To date, 35 cases have been reported in 11 states, the CDC said. No one has died. Three people have developed a type of kidney failure called hemolytic uremic syndrome, the CDC said in a statement.
No grower, supplier, distributor or brand has been identified as the outbreak's source, the CDC said.
The agency is advising consumers anywhere in the United States to dispose of any store-bought chopped romaine lettuce at home, including salads and salad mixes containing chopped romaine lettuce.
Lettuce could still be sickening people
The first case was reported on March 22, and six people were taken ill on March 26, the peak day of the outbreak so far, the CDC reported.
At least eight people were taken ill in Idaho and eight in Pennsylvania, the CDC said.
The people affected range from 12 to 84 years old, and more females than males have been sickened, the CDC said.
The outbreak has reached across the country, sickening people from Washington to Connecticut. Although linked to Yuma, no one from Arizona has reported illness yet.

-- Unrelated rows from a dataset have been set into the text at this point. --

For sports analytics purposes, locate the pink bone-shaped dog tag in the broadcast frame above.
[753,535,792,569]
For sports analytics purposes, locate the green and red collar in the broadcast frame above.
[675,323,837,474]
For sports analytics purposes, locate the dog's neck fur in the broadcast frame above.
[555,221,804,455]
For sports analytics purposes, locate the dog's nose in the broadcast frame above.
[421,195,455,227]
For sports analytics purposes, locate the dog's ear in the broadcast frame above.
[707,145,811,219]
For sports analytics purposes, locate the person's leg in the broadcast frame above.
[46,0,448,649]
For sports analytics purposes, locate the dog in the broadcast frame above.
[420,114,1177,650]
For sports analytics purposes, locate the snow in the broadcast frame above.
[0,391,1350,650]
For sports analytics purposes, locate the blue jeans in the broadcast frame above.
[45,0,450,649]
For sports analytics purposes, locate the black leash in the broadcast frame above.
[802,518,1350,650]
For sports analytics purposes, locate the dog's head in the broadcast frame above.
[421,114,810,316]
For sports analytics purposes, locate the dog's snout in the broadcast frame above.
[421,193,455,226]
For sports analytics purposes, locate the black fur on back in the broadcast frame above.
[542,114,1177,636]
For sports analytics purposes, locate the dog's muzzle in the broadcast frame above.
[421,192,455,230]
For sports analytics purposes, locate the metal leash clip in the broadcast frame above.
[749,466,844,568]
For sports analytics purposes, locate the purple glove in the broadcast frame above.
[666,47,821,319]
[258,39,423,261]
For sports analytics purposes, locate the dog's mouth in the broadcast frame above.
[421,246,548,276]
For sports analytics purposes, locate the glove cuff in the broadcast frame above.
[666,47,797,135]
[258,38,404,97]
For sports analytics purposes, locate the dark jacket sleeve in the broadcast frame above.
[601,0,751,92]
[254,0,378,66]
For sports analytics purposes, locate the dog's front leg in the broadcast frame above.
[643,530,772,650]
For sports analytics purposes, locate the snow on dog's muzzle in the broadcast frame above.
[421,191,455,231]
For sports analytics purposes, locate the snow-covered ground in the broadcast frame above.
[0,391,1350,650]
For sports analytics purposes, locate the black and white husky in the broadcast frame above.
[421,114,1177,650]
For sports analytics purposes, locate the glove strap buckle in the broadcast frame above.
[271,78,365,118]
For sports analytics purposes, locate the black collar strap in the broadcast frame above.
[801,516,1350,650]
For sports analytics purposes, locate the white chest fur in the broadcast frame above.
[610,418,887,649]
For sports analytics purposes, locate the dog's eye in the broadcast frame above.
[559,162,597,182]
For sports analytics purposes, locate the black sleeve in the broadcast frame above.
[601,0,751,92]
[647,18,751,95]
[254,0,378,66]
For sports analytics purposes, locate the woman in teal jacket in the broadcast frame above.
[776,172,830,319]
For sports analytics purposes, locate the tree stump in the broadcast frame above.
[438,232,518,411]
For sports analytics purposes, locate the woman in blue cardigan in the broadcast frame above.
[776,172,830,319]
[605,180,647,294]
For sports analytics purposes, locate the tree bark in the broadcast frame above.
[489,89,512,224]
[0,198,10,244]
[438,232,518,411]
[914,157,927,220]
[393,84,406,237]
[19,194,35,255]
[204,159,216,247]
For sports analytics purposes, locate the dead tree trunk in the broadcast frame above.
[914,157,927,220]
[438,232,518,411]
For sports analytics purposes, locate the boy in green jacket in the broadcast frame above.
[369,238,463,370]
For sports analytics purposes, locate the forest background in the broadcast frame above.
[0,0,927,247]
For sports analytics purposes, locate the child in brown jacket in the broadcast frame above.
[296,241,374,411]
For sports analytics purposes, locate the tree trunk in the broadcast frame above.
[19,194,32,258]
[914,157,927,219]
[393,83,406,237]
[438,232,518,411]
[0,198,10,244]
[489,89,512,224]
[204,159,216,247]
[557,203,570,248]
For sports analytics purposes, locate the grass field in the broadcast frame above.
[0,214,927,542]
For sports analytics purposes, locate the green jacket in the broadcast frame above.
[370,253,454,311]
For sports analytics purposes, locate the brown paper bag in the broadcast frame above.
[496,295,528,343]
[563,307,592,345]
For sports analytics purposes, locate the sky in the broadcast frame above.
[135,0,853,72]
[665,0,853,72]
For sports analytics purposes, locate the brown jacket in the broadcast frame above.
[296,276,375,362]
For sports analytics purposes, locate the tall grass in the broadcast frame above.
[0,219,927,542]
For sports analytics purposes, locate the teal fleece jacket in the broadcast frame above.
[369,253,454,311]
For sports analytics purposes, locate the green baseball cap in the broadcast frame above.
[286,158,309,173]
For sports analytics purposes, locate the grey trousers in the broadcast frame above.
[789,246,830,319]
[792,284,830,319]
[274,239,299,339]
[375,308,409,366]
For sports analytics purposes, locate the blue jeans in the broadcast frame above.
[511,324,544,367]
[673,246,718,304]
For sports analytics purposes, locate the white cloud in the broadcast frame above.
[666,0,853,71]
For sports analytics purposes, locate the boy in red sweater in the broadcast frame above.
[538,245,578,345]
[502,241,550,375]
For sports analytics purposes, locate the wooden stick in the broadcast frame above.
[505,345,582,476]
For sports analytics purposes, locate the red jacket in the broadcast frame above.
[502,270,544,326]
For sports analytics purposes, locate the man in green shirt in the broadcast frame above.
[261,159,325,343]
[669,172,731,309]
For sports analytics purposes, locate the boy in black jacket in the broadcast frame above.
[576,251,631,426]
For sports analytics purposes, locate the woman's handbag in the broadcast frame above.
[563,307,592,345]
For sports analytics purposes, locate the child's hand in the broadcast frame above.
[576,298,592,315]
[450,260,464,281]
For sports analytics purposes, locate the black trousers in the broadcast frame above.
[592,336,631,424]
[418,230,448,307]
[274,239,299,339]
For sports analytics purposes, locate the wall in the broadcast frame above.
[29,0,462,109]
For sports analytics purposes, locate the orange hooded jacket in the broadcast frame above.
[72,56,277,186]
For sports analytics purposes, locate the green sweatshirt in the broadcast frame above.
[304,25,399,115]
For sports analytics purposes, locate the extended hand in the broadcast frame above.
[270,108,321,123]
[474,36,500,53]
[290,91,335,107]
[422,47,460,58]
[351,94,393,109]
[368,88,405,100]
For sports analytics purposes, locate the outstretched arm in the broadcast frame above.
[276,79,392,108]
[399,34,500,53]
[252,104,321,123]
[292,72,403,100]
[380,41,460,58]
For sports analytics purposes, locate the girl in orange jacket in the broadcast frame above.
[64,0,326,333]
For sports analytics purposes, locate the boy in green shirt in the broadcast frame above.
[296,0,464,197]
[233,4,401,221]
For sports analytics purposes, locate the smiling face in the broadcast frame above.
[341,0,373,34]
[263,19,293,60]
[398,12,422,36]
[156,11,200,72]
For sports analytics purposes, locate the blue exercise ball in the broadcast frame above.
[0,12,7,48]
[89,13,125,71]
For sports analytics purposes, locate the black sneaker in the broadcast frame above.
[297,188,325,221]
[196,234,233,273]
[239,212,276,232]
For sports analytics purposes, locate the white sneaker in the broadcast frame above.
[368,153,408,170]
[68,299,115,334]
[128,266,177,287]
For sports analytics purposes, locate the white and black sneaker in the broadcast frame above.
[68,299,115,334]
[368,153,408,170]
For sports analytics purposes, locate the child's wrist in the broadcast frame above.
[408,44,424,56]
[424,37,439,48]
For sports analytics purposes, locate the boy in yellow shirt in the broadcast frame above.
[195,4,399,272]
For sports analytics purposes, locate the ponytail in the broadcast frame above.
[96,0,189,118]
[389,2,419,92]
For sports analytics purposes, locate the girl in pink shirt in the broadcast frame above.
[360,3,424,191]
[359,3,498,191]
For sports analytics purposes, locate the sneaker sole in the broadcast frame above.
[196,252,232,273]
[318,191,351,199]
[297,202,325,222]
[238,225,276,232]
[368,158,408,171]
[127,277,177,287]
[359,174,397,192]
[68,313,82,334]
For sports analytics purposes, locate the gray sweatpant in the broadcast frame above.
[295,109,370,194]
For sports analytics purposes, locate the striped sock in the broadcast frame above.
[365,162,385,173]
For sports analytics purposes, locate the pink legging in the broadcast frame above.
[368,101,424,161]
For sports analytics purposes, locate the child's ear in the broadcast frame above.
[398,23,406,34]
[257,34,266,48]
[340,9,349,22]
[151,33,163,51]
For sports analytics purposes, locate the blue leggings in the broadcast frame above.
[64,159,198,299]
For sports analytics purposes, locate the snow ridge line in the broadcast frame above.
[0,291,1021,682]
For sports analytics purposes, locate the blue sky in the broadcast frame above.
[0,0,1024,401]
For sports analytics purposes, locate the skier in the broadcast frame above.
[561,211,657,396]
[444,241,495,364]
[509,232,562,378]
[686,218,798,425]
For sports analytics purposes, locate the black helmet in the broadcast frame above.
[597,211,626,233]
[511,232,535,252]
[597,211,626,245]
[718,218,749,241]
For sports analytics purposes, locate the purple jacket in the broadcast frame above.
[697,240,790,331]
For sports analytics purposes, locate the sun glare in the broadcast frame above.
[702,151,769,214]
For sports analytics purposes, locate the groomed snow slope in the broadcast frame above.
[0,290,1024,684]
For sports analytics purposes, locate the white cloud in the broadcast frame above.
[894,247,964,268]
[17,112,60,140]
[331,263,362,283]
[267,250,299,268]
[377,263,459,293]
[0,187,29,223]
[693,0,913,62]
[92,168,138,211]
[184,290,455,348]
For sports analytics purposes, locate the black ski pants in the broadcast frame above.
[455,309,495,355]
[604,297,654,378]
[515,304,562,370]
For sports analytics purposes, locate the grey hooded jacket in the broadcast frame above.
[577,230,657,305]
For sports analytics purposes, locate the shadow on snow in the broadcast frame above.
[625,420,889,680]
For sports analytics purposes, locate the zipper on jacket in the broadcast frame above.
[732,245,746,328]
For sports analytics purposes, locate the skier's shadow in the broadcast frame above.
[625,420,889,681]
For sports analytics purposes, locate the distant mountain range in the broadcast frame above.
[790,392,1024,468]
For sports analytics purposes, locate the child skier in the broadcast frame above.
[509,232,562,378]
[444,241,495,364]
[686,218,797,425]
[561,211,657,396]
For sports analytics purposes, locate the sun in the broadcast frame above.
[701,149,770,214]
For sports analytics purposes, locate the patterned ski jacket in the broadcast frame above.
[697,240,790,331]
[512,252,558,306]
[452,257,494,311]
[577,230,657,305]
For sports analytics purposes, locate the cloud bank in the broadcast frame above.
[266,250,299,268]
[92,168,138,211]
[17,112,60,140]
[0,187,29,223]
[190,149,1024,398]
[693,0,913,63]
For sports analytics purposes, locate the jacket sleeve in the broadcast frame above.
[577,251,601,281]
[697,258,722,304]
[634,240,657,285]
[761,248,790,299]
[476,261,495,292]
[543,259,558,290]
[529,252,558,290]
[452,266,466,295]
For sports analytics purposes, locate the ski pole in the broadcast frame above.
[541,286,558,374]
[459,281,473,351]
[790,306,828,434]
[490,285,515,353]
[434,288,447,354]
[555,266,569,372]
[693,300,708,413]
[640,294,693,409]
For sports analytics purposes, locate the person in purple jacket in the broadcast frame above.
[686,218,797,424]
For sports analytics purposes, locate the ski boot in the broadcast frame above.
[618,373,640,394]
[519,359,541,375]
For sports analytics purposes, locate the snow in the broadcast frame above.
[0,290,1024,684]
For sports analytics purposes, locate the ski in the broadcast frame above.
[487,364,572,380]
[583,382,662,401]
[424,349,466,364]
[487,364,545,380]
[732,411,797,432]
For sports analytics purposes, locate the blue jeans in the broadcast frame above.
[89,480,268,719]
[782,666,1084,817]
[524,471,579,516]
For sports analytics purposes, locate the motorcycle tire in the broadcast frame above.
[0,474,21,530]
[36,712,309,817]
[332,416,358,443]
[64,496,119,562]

Of the 28 sickened people who were interviewed, 26 reported consuming romaine lettuce in the week before their illness started, most in a salad at a restaurant, the CDC said.
It's possible the outbreak has affected more people who have gotten sick in the past few weeks but have not reported it yet.
Industry leaders work to identify cause
Wherever you live in North America, if you are eating a salad at home or in a restaurant from January through March, chances are the lettuce came from the Yuma area.
Yuma is the nation's largest supplier of winter greens — lettuce, cabbage, spinach, kale, spring mix and more.
Now that it's April, most romaine lettuce comes from California. That lettuce is not affected by the outbreak, according to a joint statement from industry leaders, including the Produce Marketing Association.
"We are cooperating fully with government and working closely to further identify the specific source of this outbreak," it said, noting that the advisory affects only chopped, bagged lettuce and not whole heads or hearts of romaine.
"Our deepest sympathies go out to those who have been impacted by this outbreak."
How to spot the signs of E. coli
According to the CDC, it takes an average of three to four days to get sick after eating food infected with E. coli, but it can take up to eight days.
Most people experience diarrhea, severe stomach cramps and vomiting and recover within one week. Anyone taken ill should contact a doctor if diarrhea "lasts more than 3 days or is accompanied by high fever, blood in the stool, or so much vomiting that you cannot keep liquids down and you pass very little urine," according to the CDC.
Children younger than 5, older adults and people with weakened immune systems are more likely to develop hemolytic uremic syndrome.
"Symptoms of HUS can include fever, abdominal pain, pale skin tone, fatigue and irritability, small, unexplained bruises or bleeding from the nose and mouth, and decreased urination," according to the CDC. People experiencing such symptoms should seek emergency medical care.